Yıllardan beri sağlıklı yaşam için önerilen “Akdeniz Diyeti”ni kimler uyguluyor acaba?

Akdeniz ülkelerinde yaşayanlar mı? Sanmam!.

Konuya girmeden önce Akdeniz Diyeti’ne bir göz atalım. Bu diyette ağırlık balıktadır ama ızgara, buğulama veya haşlanarak pişirmek şartıyla.

Sebze de bu diyetin gözde yiyecekleri arasındadır. Tabii sebzeyi de ya çiğ tüketmek, ya da biraz haşlayarak yemek gerekir.

Meyve de önerilir ama son yıllarda bu konuda da bir takım kısıtlamalar konmaya başladı.

Yağlı tohumlar ve baklagiller de bu beslenmenin tamamlayacılarından. Peynir ve süt ürünleri de piramitte yer alıyor. Tabii ki az yağlı olmak kaydıyla.
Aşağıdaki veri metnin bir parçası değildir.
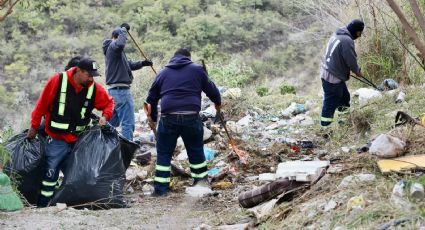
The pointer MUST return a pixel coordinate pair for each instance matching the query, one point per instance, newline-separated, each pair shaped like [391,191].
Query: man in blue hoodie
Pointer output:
[119,78]
[179,86]
[340,58]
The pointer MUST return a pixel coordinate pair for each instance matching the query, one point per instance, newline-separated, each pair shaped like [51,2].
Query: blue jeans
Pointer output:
[56,152]
[336,96]
[170,127]
[123,111]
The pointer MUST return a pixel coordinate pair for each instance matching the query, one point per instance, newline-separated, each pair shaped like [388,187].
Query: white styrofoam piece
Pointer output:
[301,170]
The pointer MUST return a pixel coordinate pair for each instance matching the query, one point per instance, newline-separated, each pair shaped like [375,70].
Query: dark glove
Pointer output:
[147,63]
[31,133]
[126,26]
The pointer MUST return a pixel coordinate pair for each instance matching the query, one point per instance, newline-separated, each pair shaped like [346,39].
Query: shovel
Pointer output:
[140,49]
[403,118]
[243,156]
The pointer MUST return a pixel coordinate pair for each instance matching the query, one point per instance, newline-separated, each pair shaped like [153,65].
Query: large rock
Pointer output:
[387,146]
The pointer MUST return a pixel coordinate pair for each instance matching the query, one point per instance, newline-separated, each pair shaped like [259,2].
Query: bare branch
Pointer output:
[381,12]
[419,16]
[407,27]
[9,8]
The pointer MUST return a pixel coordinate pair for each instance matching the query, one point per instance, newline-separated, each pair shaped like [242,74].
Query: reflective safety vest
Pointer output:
[71,111]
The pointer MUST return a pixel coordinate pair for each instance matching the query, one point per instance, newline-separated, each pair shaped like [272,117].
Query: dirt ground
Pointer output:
[176,211]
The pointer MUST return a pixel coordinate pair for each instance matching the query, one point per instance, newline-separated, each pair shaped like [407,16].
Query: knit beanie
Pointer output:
[354,26]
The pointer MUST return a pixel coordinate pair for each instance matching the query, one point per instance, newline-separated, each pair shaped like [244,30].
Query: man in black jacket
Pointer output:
[179,87]
[340,58]
[119,78]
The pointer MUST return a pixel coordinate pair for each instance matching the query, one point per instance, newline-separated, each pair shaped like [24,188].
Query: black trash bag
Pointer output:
[26,164]
[94,175]
[128,148]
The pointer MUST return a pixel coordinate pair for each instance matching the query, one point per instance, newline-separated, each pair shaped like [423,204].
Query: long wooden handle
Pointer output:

Yumurta ve etin ise daha az tüketilmesi öneriliyor! Unlu gıdalar ise el bombası gibi tehlikeli sınıfa giriyor.

Akdeniz Diyeti özetle böyle.

Akdeniz’e kıyısı olan ülkelerin yeme alışkanlıklarına baktığınızda ise bahsedilen sağlıklı yiyeceklerin çok fazla yer almadığını görürsünüz.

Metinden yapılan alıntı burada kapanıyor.